About a third of the 230,000 cases of prostate cancer diagnosed in the United States each year result in removal of the gland, and of those the cancer has spread in 38 to 52 percent of patients, said the report from the University of Texas Health Science Center in San Antonio.

For the past four decades, radiation treatments have often been used in cases where the cancer has spread but the effect of such therapy on survival has not been tracked, said the report published in this week's Journal of the American Medical Association.

The Texas researchers said they looked at 425 men with cancer beyond the prostate after the gland had been removed from 1988 to 1997. About half of the men were treated with radiation beam therapy and the others were not.

At the end of the study 71 in the radiation group had died compared to 83 in the non-radiation group, a difference not considered significant, the study said.

In another prostate-related study in the same issue, researchers at the Urological Sciences Research Foundation and the University of California, Los Angeles, reported that testosterone treatments to combat what is sometimes called male menopause do not appear to complicate prostate problems also common in older men.

The finding was based on 44 men with low blood levels of testosterone, some of whom were given injections of the hormone while others received an inert substance.

After six months of treatment, no changes were observed in their prostates or in cancer incidence or severity and there were only slight changes in urination-related problems, said the study.
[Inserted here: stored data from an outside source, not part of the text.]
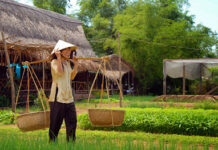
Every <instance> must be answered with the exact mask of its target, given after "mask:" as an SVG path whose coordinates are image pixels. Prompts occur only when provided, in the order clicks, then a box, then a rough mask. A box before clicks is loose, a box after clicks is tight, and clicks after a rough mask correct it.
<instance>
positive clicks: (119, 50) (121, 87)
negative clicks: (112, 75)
mask: <svg viewBox="0 0 218 150" xmlns="http://www.w3.org/2000/svg"><path fill="white" fill-rule="evenodd" d="M117 38H118V50H119V76H120V77H119V78H120V79H119V80H120V88H121V89H122V77H121V51H120V33H119V32H118V34H117ZM122 100H123V95H122V94H121V93H120V107H122Z"/></svg>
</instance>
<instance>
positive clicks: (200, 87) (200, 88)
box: [200, 63, 202, 94]
mask: <svg viewBox="0 0 218 150" xmlns="http://www.w3.org/2000/svg"><path fill="white" fill-rule="evenodd" d="M200 94H202V63H200Z"/></svg>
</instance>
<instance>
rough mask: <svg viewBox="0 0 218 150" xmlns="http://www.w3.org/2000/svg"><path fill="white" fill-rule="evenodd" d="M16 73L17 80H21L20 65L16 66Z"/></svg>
mask: <svg viewBox="0 0 218 150" xmlns="http://www.w3.org/2000/svg"><path fill="white" fill-rule="evenodd" d="M15 73H16V76H17V78H19V79H20V77H21V67H20V66H19V65H18V64H17V65H16V69H15Z"/></svg>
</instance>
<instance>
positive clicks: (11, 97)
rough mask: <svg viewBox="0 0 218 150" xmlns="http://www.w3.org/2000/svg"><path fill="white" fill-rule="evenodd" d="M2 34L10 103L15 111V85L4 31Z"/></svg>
mask: <svg viewBox="0 0 218 150" xmlns="http://www.w3.org/2000/svg"><path fill="white" fill-rule="evenodd" d="M1 35H2V41H3V43H4V50H5V56H6V60H7V65H8V70H9V75H10V81H11V103H12V111H13V112H15V87H14V78H13V72H12V70H11V67H10V58H9V55H8V49H7V44H6V41H5V37H4V33H3V32H1Z"/></svg>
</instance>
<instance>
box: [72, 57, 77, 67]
mask: <svg viewBox="0 0 218 150" xmlns="http://www.w3.org/2000/svg"><path fill="white" fill-rule="evenodd" d="M73 63H74V66H78V59H77V58H76V57H75V56H74V57H73Z"/></svg>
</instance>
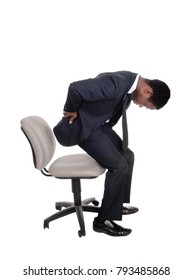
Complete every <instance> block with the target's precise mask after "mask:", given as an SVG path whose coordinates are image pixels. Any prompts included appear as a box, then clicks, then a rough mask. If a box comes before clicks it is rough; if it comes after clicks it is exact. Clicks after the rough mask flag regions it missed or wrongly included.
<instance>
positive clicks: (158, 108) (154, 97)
mask: <svg viewBox="0 0 193 280" xmlns="http://www.w3.org/2000/svg"><path fill="white" fill-rule="evenodd" d="M146 83H147V84H148V85H149V86H150V87H151V88H152V90H153V94H152V96H151V97H150V101H151V102H152V103H153V104H154V105H155V106H156V109H161V108H162V107H163V106H164V105H165V104H166V103H167V102H168V100H169V99H170V89H169V87H168V85H167V84H166V83H164V82H163V81H160V80H157V79H155V80H148V79H146Z"/></svg>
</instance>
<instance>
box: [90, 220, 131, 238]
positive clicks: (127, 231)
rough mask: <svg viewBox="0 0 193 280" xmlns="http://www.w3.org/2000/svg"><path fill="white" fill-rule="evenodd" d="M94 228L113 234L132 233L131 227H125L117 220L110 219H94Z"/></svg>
mask: <svg viewBox="0 0 193 280" xmlns="http://www.w3.org/2000/svg"><path fill="white" fill-rule="evenodd" d="M93 230H94V231H96V232H102V233H106V234H108V235H111V236H126V235H129V234H130V233H131V231H132V230H131V229H128V228H123V227H121V226H119V225H117V224H116V223H115V222H113V221H110V220H105V221H104V222H100V221H97V219H96V218H95V219H94V222H93Z"/></svg>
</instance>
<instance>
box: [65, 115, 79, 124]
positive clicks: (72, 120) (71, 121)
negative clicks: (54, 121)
mask: <svg viewBox="0 0 193 280" xmlns="http://www.w3.org/2000/svg"><path fill="white" fill-rule="evenodd" d="M77 116H78V113H77V112H64V118H68V117H71V118H70V121H69V124H72V123H73V121H74V120H75V119H76V118H77Z"/></svg>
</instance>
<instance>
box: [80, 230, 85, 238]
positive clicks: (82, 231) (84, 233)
mask: <svg viewBox="0 0 193 280" xmlns="http://www.w3.org/2000/svg"><path fill="white" fill-rule="evenodd" d="M85 235H86V232H85V230H84V231H82V230H79V231H78V236H79V237H82V236H85Z"/></svg>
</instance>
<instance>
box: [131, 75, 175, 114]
mask: <svg viewBox="0 0 193 280" xmlns="http://www.w3.org/2000/svg"><path fill="white" fill-rule="evenodd" d="M169 98H170V89H169V87H168V86H167V84H166V83H164V82H162V81H160V80H149V79H144V78H141V77H140V78H139V81H138V85H137V88H136V90H135V91H134V92H133V94H132V99H133V102H134V103H135V104H136V105H139V106H140V107H143V106H145V107H146V108H148V109H152V110H153V109H157V110H158V109H161V108H162V107H163V106H164V105H165V104H166V103H167V102H168V100H169Z"/></svg>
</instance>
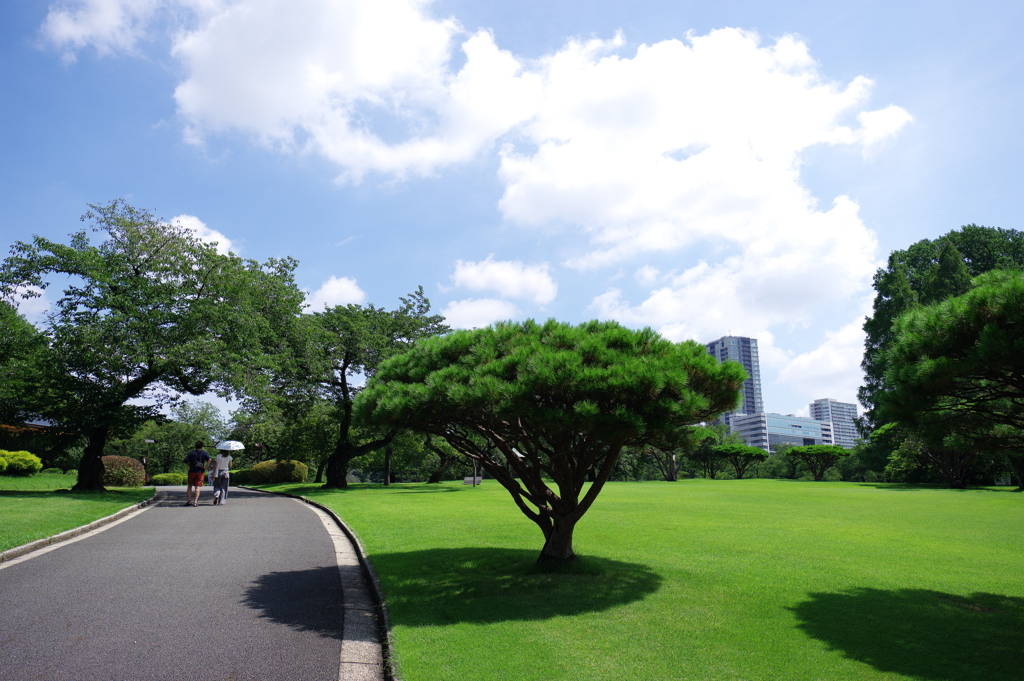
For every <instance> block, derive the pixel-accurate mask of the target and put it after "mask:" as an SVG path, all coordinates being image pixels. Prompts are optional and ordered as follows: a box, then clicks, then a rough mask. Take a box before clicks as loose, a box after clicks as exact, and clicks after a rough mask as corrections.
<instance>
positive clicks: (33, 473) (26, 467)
mask: <svg viewBox="0 0 1024 681" xmlns="http://www.w3.org/2000/svg"><path fill="white" fill-rule="evenodd" d="M0 459H2V460H4V461H5V462H6V463H7V466H6V467H5V468H4V469H0V470H3V474H4V475H35V474H36V473H38V472H39V471H41V470H43V460H42V459H40V458H39V457H37V456H36V455H34V454H30V453H29V452H4V451H3V450H0Z"/></svg>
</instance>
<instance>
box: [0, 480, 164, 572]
mask: <svg viewBox="0 0 1024 681" xmlns="http://www.w3.org/2000/svg"><path fill="white" fill-rule="evenodd" d="M166 496H167V493H166V492H163V491H157V492H154V493H153V497H151V498H150V499H146V500H145V501H144V502H139V503H137V504H132V505H131V506H129V507H128V508H123V509H121V510H120V511H118V512H117V513H114V514H111V515H108V516H106V517H104V518H99V519H98V520H93V521H92V522H90V523H89V524H87V525H82V526H81V527H75V528H74V529H69V530H67V531H62V533H60V534H59V535H54V536H53V537H46V538H43V539H37V540H36V541H35V542H29V543H28V544H23V545H22V546H15V547H14V548H13V549H7V550H6V551H4V552H3V553H0V563H3V562H5V561H8V560H13V559H14V558H20V557H22V556H24V555H26V554H29V553H32V552H33V551H38V550H39V549H43V548H46V547H47V546H49V545H51V544H58V543H60V542H66V541H68V540H70V539H74V538H76V537H78V536H79V535H84V534H85V533H87V531H92V530H93V529H96V528H97V527H102V526H103V525H105V524H109V523H111V522H114V521H115V520H119V519H121V518H123V517H124V516H126V515H128V514H129V513H134V512H135V511H137V510H139V509H142V508H145V507H146V506H150V505H151V504H156V503H157V502H160V501H163V499H164V498H165V497H166Z"/></svg>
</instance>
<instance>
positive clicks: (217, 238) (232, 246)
mask: <svg viewBox="0 0 1024 681" xmlns="http://www.w3.org/2000/svg"><path fill="white" fill-rule="evenodd" d="M171 223H172V224H180V225H181V226H182V227H185V228H186V229H191V230H193V231H195V232H196V236H197V237H199V239H200V240H201V241H204V242H206V243H207V244H214V245H215V246H216V248H217V253H220V254H221V255H227V254H228V253H230V252H231V251H232V250H234V244H233V243H232V242H231V240H230V239H228V238H227V237H225V236H224V235H222V233H220V232H219V231H217V230H216V229H211V228H210V227H208V226H206V222H204V221H203V220H201V219H199V218H198V217H196V216H195V215H178V216H177V217H176V218H174V219H172V220H171Z"/></svg>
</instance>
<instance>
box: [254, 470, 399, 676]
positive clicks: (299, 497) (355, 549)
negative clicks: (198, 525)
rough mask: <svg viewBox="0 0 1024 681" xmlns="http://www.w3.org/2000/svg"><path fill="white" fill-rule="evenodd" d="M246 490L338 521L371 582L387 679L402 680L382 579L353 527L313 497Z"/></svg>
mask: <svg viewBox="0 0 1024 681" xmlns="http://www.w3.org/2000/svg"><path fill="white" fill-rule="evenodd" d="M238 486H240V487H242V488H244V490H252V491H253V492H262V493H264V494H270V495H278V496H281V497H289V498H291V499H296V500H298V501H301V502H304V503H306V504H309V505H310V506H315V507H316V508H318V509H319V510H322V511H324V512H325V513H327V514H328V515H330V516H331V517H332V518H334V521H335V522H337V523H338V526H339V527H341V531H343V533H345V537H347V538H348V541H350V542H351V543H352V546H354V547H355V555H356V556H357V557H358V559H359V566H360V567H361V568H362V573H364V576H365V577H367V578H368V581H369V584H370V596H371V598H373V600H374V607H375V608H376V609H377V615H378V616H377V627H378V630H379V632H378V633H379V634H380V638H381V648H382V650H381V652H382V657H383V661H384V678H385V679H386V680H387V681H401V680H400V679H399V678H398V675H397V674H396V673H395V670H394V664H393V659H392V652H393V650H394V641H393V639H392V637H391V618H390V616H389V615H388V612H387V606H385V605H384V592H383V591H382V590H381V585H380V581H379V580H378V579H377V572H376V571H375V570H374V566H373V565H372V564H371V563H370V559H369V558H367V552H366V549H364V547H362V543H361V542H360V541H359V538H358V537H357V536H356V535H355V533H354V531H352V529H351V528H350V527H349V526H348V525H347V524H345V521H344V520H342V519H341V516H339V515H338V514H337V513H336V512H335V511H334V510H333V509H331V508H328V507H327V506H324V504H321V503H318V502H314V501H313V500H311V499H308V498H306V497H303V496H301V495H293V494H289V493H287V492H271V491H269V490H260V488H258V487H250V486H247V485H243V484H240V485H238Z"/></svg>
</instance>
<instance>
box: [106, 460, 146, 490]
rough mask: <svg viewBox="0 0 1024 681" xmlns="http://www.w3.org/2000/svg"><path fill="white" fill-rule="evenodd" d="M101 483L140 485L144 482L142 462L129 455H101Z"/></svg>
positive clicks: (137, 485) (130, 485) (122, 486)
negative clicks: (102, 465)
mask: <svg viewBox="0 0 1024 681" xmlns="http://www.w3.org/2000/svg"><path fill="white" fill-rule="evenodd" d="M103 469H104V470H103V484H104V485H110V486H112V487H141V486H142V483H143V482H145V469H144V468H143V467H142V463H141V462H140V461H138V460H137V459H132V458H131V457H117V456H108V457H103Z"/></svg>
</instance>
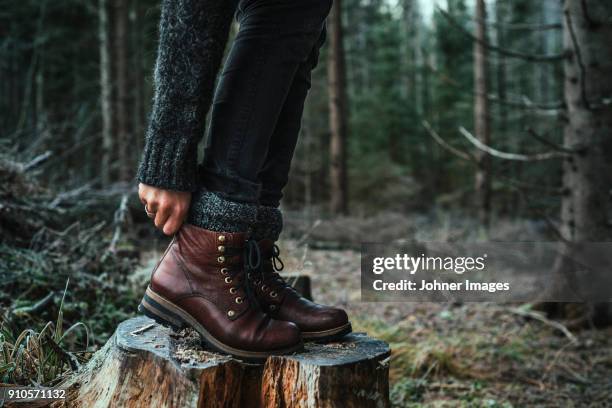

"These preliminary data suggest that in aging men with late-onset hypogonadism (reduced secretion of hormones from sex glands), six months of testosterone replacement therapy normalizes serum androgen levels but appears to have little effect on prostate tissue androgen levels and cellular functions," the report said.

It added that establishing safety generally would require tests on a larger scale.

Blood testosterone levels decline with age, and many older men may as a result suffer depression, sexual dysfunction, diminished lean body mass, muscle volume and strength and reduced bone mineral density -- changes that have sometimes been called male menopause, the study said.